Gichin Funakoshi’s Quotes
Selected Quotes of Gichin Funakoshi, who introduced Karate to Japan from Okinawa:
•It is important that karate can be practiced by the young and old, men and women alike. That is, since there is no need for a special training place, equipment, or an opponent, a flexibility in training is provided such that the physically and spiritually weak individual can develop his body and mind so gradually and naturally that he himself may not even realize his own great progress.
•Karate-Do strives internally to train the mind to develop a clear conscience, enabling one to face the world honestly, while externally developing strength to the point where one may overcome even ferocious wild animals. Mind and technique become one in true karate.
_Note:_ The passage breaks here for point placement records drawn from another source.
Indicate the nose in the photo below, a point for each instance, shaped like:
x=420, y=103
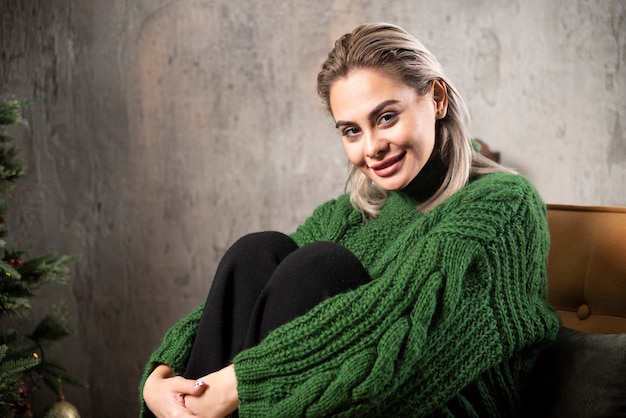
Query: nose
x=375, y=145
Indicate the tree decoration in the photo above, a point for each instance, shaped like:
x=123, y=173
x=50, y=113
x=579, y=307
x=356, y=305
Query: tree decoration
x=24, y=367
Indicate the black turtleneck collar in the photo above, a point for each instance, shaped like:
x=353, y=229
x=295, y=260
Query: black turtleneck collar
x=427, y=181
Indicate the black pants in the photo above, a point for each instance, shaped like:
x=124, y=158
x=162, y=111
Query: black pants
x=263, y=281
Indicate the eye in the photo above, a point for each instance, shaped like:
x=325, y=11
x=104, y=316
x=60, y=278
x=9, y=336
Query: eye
x=387, y=118
x=350, y=131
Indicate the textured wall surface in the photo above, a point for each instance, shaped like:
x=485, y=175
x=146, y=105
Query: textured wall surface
x=163, y=130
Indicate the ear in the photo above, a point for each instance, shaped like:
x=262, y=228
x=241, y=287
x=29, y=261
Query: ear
x=440, y=97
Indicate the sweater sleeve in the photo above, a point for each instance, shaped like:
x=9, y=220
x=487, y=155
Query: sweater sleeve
x=173, y=351
x=452, y=298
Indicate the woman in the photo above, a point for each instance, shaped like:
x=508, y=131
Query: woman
x=421, y=292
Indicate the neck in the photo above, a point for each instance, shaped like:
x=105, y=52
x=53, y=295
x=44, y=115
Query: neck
x=427, y=181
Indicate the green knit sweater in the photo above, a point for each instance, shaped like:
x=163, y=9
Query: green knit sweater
x=451, y=323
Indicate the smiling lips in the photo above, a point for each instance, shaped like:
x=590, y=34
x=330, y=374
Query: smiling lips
x=389, y=166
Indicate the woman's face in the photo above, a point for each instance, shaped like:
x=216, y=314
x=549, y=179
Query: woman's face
x=387, y=129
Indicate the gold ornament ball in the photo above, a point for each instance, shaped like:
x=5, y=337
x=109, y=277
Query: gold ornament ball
x=62, y=409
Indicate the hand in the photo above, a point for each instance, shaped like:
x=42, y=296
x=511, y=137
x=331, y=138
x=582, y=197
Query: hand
x=219, y=399
x=165, y=393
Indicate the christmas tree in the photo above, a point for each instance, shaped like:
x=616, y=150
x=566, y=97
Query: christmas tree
x=24, y=366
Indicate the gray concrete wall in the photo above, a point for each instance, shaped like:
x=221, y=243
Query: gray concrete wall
x=163, y=130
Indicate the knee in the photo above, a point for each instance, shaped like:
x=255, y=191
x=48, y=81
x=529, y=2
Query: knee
x=262, y=244
x=324, y=264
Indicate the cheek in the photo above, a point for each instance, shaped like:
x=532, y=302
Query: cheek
x=354, y=152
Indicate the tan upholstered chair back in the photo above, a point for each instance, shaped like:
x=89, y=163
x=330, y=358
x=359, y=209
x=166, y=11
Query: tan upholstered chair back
x=587, y=267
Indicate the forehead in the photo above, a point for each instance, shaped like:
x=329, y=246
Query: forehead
x=362, y=90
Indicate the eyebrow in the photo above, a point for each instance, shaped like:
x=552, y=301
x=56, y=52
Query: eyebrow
x=372, y=114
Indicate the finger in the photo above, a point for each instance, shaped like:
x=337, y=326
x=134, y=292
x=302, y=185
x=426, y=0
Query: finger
x=185, y=386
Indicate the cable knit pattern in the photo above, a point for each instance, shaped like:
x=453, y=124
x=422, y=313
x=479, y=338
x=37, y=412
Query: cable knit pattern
x=450, y=325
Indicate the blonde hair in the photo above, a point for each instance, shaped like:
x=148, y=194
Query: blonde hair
x=395, y=52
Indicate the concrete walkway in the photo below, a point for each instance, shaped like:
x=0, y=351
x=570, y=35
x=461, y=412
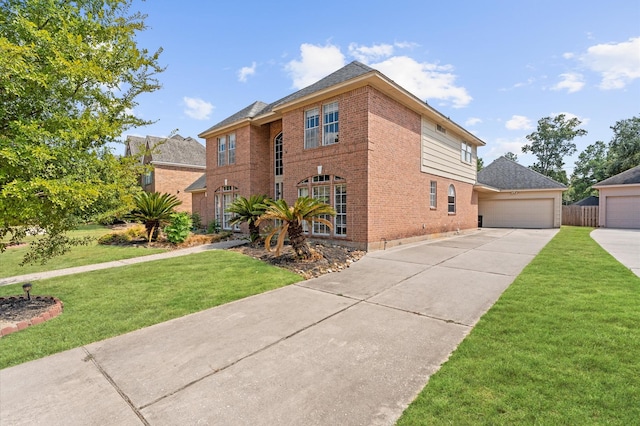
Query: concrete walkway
x=623, y=244
x=348, y=348
x=116, y=263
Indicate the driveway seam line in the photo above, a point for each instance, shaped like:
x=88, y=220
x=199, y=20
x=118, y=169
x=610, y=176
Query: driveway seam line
x=262, y=349
x=124, y=396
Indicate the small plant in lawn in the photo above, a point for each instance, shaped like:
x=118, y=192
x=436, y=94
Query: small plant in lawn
x=154, y=210
x=305, y=209
x=179, y=227
x=248, y=210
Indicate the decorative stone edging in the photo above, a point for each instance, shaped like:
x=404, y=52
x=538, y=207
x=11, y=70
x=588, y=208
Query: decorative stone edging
x=52, y=312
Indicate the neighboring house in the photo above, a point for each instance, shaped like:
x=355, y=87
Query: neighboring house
x=393, y=167
x=620, y=200
x=514, y=196
x=176, y=162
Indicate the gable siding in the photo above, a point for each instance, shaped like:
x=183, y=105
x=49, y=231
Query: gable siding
x=441, y=155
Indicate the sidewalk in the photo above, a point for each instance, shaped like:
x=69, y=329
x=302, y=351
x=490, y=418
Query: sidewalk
x=348, y=348
x=116, y=263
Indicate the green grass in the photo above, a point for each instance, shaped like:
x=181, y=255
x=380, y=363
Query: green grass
x=110, y=302
x=78, y=256
x=560, y=347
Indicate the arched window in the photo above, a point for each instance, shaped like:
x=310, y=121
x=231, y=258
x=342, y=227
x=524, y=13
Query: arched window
x=452, y=200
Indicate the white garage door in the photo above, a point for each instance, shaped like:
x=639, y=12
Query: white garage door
x=623, y=212
x=535, y=213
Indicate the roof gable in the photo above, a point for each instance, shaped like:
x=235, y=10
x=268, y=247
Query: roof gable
x=627, y=177
x=509, y=175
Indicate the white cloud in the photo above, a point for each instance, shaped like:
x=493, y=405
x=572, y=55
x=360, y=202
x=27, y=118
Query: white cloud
x=315, y=63
x=245, y=72
x=617, y=63
x=425, y=80
x=518, y=122
x=571, y=81
x=370, y=53
x=197, y=108
x=472, y=121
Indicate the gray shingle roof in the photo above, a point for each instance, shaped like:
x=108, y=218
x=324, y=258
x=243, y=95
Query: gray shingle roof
x=625, y=178
x=506, y=174
x=177, y=150
x=198, y=184
x=348, y=72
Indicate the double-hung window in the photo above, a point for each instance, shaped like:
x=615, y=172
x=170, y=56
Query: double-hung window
x=311, y=128
x=433, y=194
x=466, y=152
x=227, y=149
x=330, y=123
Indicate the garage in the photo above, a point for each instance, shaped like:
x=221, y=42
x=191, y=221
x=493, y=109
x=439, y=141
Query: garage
x=623, y=212
x=620, y=200
x=523, y=213
x=511, y=195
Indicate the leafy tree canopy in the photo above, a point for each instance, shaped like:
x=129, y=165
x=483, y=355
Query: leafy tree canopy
x=551, y=143
x=70, y=72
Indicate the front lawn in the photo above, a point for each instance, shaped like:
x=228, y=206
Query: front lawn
x=110, y=302
x=561, y=346
x=78, y=256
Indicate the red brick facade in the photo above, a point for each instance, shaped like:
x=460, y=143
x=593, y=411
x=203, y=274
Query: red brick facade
x=377, y=157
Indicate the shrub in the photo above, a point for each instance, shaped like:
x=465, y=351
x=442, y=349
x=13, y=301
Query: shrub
x=179, y=227
x=197, y=222
x=214, y=227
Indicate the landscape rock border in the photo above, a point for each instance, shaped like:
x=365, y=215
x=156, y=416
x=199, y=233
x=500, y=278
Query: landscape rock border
x=52, y=312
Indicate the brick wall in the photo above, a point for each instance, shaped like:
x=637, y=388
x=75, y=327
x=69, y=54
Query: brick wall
x=174, y=180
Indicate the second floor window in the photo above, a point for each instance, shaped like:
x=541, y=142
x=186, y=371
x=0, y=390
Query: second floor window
x=227, y=149
x=311, y=128
x=330, y=123
x=466, y=152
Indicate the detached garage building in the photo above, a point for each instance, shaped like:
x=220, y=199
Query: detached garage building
x=620, y=200
x=513, y=196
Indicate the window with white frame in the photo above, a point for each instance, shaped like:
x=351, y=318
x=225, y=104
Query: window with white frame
x=222, y=151
x=451, y=200
x=278, y=166
x=311, y=128
x=330, y=123
x=227, y=149
x=433, y=194
x=224, y=196
x=466, y=152
x=331, y=190
x=231, y=150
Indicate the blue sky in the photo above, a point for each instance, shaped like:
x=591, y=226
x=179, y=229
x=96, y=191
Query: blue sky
x=495, y=67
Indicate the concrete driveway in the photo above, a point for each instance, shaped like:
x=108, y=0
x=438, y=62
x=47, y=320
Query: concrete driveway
x=623, y=244
x=348, y=348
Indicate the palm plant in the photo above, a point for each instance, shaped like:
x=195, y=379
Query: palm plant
x=291, y=218
x=248, y=210
x=154, y=210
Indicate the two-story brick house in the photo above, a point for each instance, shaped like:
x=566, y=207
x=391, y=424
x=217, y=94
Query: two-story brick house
x=393, y=167
x=175, y=163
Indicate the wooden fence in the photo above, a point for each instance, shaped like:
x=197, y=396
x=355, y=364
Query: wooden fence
x=580, y=215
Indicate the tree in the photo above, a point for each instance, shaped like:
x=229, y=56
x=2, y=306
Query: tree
x=154, y=210
x=69, y=76
x=511, y=156
x=551, y=142
x=624, y=148
x=590, y=169
x=305, y=209
x=248, y=210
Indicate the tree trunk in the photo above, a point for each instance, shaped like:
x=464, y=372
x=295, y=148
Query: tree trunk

•To search for the old is to understand the new. The old, the new, this is a matter of time. In all things man must have a clear mind. The Way: Who will pass it on straight and well?
•Karate is a technique that permits one to defend himself with his bare hands and fists without weapons.
•Just as it is the clear mirror that reflects without distortion, or the quiet valley that echoes a sound, so must one who would study Karate-Do purge himself of selfish and evil thoughts, for only with a clear mind and conscience can he understand that which he receives.
•He who would study Karate-Do must always strive to be inwardly humble and outwardly gentle. However, once he has decided to stand up for the cause of justice, then he must have the courage expressed in the saying, “Even if it must be ten million foes, I go!” Thus, he is like the green bamboo stalk: hollow (kara) inside, straight, and with knots, that is, unselfish, gentle, and moderate.
•There are many kinds of martial arts, …at a fundamental level these arts rest on the same basis. It is no exaggeration to say that the original sense of Karate-Do is at one with the basis of all martial arts. Form is emptiness, emptiness is form itself. The kara of Karate-Do means this.
•Students of any art, including Karate-do must never forget the cultivation of the mind and the body.
•To win one hundred victories in one hundred battles is not the highest skill. To subdue the enemy with out fighting is the highest skill.
•The ultimate aim of the art of karate lies not in victory nor defeat, but in the perfection of the character of its participants.